The Hate U Give opens with a young black girl and her brothers having a conversation with their parents. The parents are explaining to them what they have to do if they are pulled over by police. Hands on the dashboard at all times. Answer their questions but don’t embellish. Ask for us to be called. This is very important. And must be taken seriously. And the children see that and take everything on board.
In a voiceover, an older Starr (Amandla Stenberg) refers to this moment as having ‘the talk’. Because this is not the only family forced to have this conversation. It’s happening across America.
Jump forward a few years and Starr is now doing well at a predominantly white school further away from the black neighbourhood where she and her family live. She is one version of herself at school, we learn, with her white friends and her white boyfriend – and she is another version of herself when she’s at home. And in both worlds, we see, she is not quite complete.
When Starr is driven home by a friend over the weekend and they’re stopped by police, she knows what to do. Her hands go straight for the dashboard. She doesn’t talk back. She’s polite and clear. Her friend, however, is not. And, as he reaches for a hairbrush, the police officer thinks he’s reaching for a gun and fatally shoots him.
And Starr’s neatly divided worlds comes crashing down around her.
From the opening family conversation, to the justifications and platitudes for this hideous act, George Tillman Jr.’s The Hate U Give consistently proves that it is anything but showy. Tillman Jr.’s direction and Audrey Wells’s screenplay combine to ensure that there is context to every action and no character is left in two dimensions. Whether they’re a beacon of hope and all that is good, the ‘villain’ of the piece or somewhere in between, there is a story behind each and every one of them.

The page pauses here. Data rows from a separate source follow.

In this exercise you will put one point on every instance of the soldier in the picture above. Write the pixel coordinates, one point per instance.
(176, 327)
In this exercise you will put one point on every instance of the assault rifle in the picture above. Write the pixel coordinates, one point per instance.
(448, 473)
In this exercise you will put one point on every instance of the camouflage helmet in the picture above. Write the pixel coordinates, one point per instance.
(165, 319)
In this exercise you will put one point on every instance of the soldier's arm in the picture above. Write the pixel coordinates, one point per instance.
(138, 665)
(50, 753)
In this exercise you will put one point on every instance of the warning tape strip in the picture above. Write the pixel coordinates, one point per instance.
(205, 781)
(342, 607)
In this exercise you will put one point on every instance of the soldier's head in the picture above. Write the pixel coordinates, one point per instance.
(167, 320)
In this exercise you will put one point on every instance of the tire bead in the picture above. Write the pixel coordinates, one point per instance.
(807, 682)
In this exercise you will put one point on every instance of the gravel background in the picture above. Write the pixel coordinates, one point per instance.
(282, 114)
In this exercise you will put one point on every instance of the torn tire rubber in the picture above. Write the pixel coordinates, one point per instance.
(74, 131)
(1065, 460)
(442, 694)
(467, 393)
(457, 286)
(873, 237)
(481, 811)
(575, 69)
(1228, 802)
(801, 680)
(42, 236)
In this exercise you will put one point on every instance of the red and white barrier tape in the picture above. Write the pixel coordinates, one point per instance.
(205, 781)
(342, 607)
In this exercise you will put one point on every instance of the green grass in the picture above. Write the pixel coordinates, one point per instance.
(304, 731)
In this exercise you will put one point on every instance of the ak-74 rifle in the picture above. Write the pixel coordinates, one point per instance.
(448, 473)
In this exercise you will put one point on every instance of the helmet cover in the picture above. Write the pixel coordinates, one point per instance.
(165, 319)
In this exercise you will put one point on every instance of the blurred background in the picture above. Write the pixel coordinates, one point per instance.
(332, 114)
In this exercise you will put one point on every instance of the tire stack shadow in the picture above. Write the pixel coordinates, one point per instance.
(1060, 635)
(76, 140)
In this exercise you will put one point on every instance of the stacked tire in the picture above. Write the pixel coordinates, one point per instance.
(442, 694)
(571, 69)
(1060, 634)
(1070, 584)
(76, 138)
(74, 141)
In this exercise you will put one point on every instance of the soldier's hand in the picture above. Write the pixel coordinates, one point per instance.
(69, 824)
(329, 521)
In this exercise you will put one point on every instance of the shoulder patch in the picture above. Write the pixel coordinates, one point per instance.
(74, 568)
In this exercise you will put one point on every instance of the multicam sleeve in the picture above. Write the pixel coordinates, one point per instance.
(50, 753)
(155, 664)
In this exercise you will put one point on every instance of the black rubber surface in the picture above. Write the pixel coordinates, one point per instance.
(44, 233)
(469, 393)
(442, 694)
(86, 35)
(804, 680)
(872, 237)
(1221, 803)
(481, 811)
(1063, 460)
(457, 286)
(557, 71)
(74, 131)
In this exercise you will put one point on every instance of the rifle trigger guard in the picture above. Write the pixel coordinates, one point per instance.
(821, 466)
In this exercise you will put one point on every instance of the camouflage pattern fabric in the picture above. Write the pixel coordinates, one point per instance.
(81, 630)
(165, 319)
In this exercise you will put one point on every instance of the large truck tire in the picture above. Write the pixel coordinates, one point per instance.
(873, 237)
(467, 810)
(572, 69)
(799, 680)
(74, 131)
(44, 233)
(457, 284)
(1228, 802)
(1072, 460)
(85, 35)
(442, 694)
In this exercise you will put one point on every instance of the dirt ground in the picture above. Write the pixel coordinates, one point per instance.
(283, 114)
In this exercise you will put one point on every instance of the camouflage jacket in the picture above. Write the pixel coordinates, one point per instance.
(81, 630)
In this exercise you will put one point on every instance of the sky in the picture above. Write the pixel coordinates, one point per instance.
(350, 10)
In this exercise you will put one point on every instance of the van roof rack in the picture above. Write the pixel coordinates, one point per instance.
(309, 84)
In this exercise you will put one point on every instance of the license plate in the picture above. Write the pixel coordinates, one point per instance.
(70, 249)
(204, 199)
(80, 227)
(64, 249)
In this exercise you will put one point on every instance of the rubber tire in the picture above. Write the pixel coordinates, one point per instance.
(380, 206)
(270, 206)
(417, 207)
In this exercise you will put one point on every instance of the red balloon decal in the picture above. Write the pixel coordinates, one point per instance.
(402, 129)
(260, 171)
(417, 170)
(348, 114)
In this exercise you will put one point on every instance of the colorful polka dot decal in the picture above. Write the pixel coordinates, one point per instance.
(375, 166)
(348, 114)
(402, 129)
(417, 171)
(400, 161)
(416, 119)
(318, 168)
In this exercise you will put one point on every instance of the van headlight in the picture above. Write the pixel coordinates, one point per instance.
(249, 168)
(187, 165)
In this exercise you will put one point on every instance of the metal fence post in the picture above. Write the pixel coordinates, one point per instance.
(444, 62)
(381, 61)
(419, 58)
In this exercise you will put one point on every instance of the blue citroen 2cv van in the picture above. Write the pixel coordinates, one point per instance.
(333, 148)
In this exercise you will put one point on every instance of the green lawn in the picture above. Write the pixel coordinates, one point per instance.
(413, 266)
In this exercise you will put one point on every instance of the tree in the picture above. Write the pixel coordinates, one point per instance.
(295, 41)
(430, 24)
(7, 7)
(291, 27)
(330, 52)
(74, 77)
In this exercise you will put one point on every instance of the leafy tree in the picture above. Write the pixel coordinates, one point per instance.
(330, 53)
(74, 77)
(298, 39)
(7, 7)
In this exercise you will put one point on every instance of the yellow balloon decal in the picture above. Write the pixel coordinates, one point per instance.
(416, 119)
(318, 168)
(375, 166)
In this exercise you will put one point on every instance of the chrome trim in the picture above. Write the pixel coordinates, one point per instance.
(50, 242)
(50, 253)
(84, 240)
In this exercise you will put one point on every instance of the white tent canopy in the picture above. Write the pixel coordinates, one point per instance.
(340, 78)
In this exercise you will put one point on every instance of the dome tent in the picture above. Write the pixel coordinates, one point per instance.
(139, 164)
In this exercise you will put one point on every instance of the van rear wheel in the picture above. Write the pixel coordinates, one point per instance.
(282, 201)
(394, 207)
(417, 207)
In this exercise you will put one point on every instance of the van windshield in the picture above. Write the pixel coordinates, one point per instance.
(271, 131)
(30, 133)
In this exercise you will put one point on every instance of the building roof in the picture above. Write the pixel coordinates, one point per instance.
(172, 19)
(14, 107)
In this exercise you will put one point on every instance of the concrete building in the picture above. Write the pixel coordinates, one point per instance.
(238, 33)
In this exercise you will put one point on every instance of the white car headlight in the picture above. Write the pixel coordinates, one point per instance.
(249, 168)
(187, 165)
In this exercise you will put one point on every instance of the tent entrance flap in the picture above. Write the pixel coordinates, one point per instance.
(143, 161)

Amandla Stenberg’s performance as Starr is layered and nuanced and covers so much, from trying to balance the two worlds in which she lives to protecting her family and staying quiet or standing up and speaking on behalf of her murdered friend.
Stenberg is easily one of the brightest talents working in film today. Yet she is just one shining star in a sea of acting talent which includes the likes of Common, Issa Rae, Regina Hall and Anthony Mackie. Everyone around her, especially her family, are similarly incredible to watch. You believe them as a unit, trying so hard to have each other’s backs, to protect their own, but also to stand up and be proud of who they are.
The Hate U Give is a phenomenal powerhouse of a film – moving, engaging and incredibly bold, both in front of and behind the camera. But it’s also, unfortunately, entirely relevant. It’s necessary and it’s current. We see protests and signs being held up. Fights break out and people scream. Peaceful protests turn violent. And the whole time we’re rooting for Starr to find – and use – her voice. Yet we know, too, how often these voices fall on deaf ears. How often people do speak up and how often no action is taken. How these police officers are put on paid leave and never charged with even a minor misdemeanour. How often people say, ‘Oh that poor man and his poor family’ when the news reports that the officer has started receiving death threats but continues to talk only of the ‘crimes’ of the dead black man, with no mention of his ‘poor family’.
Make sure you see this film. Then talk about it. Then see it again. Or read the book on which it’s based.